5. La présente décision implique que le préfet des Bouches-du-Rhône réexamine la demande de M. B et qu'il délivre à celui-ci une autorisation provisoire de séjour jusqu'à ce qu'il ait à nouveau statué sur son cas. Il y a lieu d'enjoindre au préfet des Bouches-du-Rhône de délivrer une autorisation provisoire de séjour à M. B dans un délai de cinq jours à compter de la notification du présent jugement et de prendre une nouvelle décision au regard de ce réexamen dans un délai d'un mois à compter de la notification du présent jugement, sans qu'il y ait lieu d'assortir ces injonctions d'une astreinte.

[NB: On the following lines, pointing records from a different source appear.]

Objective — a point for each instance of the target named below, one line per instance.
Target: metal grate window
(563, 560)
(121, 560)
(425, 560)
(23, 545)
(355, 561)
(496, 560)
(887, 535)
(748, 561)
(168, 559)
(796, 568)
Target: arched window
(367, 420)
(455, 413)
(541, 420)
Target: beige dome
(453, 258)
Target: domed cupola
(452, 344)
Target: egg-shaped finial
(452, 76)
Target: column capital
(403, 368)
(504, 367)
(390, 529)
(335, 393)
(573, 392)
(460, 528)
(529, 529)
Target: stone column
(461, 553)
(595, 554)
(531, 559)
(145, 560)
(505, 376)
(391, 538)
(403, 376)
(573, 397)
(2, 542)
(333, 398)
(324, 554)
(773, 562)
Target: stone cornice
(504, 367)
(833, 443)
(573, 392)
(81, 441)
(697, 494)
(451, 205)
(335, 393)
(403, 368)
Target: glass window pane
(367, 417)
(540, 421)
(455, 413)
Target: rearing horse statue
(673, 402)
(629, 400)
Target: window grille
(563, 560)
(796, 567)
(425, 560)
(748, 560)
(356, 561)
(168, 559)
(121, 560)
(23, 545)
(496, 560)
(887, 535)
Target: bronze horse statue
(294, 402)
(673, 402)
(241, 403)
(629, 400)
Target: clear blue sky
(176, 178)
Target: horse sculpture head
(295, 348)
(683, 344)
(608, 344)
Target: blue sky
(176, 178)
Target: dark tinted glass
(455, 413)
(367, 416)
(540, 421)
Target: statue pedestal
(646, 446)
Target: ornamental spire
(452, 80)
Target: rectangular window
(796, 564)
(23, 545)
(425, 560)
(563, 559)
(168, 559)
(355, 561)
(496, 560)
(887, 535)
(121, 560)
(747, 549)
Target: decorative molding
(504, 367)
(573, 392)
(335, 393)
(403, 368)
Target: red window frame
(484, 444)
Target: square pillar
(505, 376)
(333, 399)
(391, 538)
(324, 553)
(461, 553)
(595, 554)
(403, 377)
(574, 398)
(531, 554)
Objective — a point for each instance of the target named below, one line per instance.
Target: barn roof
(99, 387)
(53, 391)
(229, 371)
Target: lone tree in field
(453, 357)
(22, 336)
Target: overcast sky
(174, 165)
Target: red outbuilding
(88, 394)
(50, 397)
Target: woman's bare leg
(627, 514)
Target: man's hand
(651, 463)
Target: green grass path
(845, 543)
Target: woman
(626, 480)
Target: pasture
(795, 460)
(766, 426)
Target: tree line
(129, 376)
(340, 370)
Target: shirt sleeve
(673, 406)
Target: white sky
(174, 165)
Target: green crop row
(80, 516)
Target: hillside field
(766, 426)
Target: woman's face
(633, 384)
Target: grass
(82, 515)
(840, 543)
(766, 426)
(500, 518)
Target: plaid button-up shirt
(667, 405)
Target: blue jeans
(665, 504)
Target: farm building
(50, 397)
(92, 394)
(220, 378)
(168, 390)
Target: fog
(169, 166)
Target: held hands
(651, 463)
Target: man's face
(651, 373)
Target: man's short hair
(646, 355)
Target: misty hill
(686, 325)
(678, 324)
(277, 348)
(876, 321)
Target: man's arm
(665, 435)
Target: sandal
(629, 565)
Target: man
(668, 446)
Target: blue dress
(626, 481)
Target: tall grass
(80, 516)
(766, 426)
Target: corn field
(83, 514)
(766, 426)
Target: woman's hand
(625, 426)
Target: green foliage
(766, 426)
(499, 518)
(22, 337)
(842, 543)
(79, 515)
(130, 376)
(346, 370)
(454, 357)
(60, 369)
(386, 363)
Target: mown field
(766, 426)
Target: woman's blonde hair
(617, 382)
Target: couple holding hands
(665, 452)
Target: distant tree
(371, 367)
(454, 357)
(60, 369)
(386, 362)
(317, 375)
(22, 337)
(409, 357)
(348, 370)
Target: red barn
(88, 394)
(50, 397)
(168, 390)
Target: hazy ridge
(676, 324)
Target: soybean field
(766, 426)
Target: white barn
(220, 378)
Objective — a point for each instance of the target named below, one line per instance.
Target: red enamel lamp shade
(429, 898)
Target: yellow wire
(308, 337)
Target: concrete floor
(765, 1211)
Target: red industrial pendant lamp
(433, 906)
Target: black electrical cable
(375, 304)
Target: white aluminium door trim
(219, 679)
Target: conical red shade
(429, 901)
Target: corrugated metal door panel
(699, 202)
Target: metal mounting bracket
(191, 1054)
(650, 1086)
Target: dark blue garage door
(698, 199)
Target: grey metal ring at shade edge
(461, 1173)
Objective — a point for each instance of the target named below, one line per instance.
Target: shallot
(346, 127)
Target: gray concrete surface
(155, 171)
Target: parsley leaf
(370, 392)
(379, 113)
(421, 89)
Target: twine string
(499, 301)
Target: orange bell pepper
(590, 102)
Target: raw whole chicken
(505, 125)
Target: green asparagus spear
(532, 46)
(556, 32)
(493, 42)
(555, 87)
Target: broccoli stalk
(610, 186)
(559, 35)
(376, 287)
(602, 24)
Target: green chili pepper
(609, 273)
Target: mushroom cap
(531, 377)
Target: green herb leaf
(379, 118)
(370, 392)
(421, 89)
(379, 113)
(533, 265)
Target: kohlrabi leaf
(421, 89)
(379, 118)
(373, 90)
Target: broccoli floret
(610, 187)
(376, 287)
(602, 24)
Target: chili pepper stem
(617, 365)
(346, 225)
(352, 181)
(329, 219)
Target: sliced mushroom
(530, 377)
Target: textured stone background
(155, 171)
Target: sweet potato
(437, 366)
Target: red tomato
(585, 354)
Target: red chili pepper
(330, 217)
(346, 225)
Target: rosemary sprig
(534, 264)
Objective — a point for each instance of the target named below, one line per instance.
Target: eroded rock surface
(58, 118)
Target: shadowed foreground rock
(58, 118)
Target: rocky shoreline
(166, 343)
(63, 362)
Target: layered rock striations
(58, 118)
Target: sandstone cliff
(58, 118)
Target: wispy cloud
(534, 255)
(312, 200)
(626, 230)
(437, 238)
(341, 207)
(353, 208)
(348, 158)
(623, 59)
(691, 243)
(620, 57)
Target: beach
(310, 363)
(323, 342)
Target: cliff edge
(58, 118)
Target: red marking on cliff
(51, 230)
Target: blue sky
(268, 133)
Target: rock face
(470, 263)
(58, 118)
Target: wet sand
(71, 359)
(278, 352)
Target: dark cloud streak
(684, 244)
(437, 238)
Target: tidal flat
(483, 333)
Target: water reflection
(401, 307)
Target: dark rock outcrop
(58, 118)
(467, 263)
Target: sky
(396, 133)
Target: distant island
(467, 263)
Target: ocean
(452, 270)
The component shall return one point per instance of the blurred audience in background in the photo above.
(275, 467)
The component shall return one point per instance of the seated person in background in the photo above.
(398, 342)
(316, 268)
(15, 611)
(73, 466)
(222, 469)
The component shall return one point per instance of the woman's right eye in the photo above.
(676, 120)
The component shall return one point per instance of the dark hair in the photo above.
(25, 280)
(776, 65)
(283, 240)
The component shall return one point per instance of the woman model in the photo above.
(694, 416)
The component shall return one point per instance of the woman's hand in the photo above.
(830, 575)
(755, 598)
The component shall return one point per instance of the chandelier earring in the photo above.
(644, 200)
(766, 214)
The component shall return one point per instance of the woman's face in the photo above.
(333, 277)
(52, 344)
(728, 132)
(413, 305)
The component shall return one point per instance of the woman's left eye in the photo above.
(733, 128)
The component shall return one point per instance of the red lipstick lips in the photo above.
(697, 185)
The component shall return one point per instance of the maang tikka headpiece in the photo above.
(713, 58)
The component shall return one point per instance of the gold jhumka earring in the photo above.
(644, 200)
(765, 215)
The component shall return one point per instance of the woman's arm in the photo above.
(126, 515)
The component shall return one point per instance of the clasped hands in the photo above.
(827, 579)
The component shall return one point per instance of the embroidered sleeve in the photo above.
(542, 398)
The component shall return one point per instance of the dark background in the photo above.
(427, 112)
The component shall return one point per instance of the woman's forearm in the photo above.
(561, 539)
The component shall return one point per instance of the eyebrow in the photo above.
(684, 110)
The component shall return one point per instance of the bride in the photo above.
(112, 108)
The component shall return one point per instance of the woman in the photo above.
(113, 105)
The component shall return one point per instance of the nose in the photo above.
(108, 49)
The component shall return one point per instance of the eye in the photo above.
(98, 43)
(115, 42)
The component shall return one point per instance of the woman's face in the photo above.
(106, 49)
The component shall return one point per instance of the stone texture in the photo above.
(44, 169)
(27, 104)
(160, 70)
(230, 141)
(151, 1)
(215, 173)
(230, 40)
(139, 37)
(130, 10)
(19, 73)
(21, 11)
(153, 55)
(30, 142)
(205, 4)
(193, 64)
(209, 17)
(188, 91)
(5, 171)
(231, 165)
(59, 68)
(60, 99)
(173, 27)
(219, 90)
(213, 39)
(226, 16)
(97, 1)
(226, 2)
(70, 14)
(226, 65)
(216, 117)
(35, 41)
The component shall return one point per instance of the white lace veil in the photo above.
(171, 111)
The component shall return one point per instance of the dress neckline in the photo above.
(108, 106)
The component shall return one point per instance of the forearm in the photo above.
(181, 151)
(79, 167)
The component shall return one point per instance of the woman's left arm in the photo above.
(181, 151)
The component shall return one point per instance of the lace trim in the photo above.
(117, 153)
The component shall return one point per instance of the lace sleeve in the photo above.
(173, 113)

6. En application des dispositions de l'article L. 761-1 du code de justice administrative, il y a lieu de mettre à la charge de l'État la somme de 1 200 euros au titre des frais exposés par M. B et non compris dans les dépens.

D É C I D E :

Article 1er : L'arrêté du 2 mai 2024 par lequel le préfet des Bouches-du-Rhône a rejeté la demande d'admission au séjour de M. B, l'a obligé à quitter le territoire dans un délai de trente jours et a fixé le pays de destination de cette mesure est annulé.

Article 2 : Il est enjoint au préfet des Bouches-du-Rhône de délivrer une autorisation provisoire de séjour à M. B dans un délai de cinq jours à compter de la notification du présent jugement et de prendre une nouvelle décision après réexamen de sa demande dans un délai d'un mois à compter de la notification du présent jugement.

Article 3 : L'État versera une somme de 1 200 euros à M. B au titre de l'article L. 761-1 du code de justice administrative.

Article 4 : Le présent jugement sera notifié à M. A B et au préfet des Bouches-du-Rhône.

Copie en sera adressée au ministre de l'intérieur.

Délibéré après l'audience du 3 octobre 2024, à laquelle siégeaient :

M. Gonneau, président,

Mme Delzangles, première conseillère,

Mme Devictor, première conseillère.

Jugement rendu public par mise à disposition au greffe le 24 octobre 2024.

L'assesseure la plus ancienne,

Signé

É. Devictor

Le président, rapporteur

Signé

P-Y. GonneauLa greffière,

Signé

A. Martinez

La République mande et ordonne au préfet des Bouches-du-Rhône en ce qui le concerne ou à tous commissaires de justice à ce requis en ce qui concerne les voies de droit commun contre les parties privées, de pourvoir à l'exécution de la présente décision.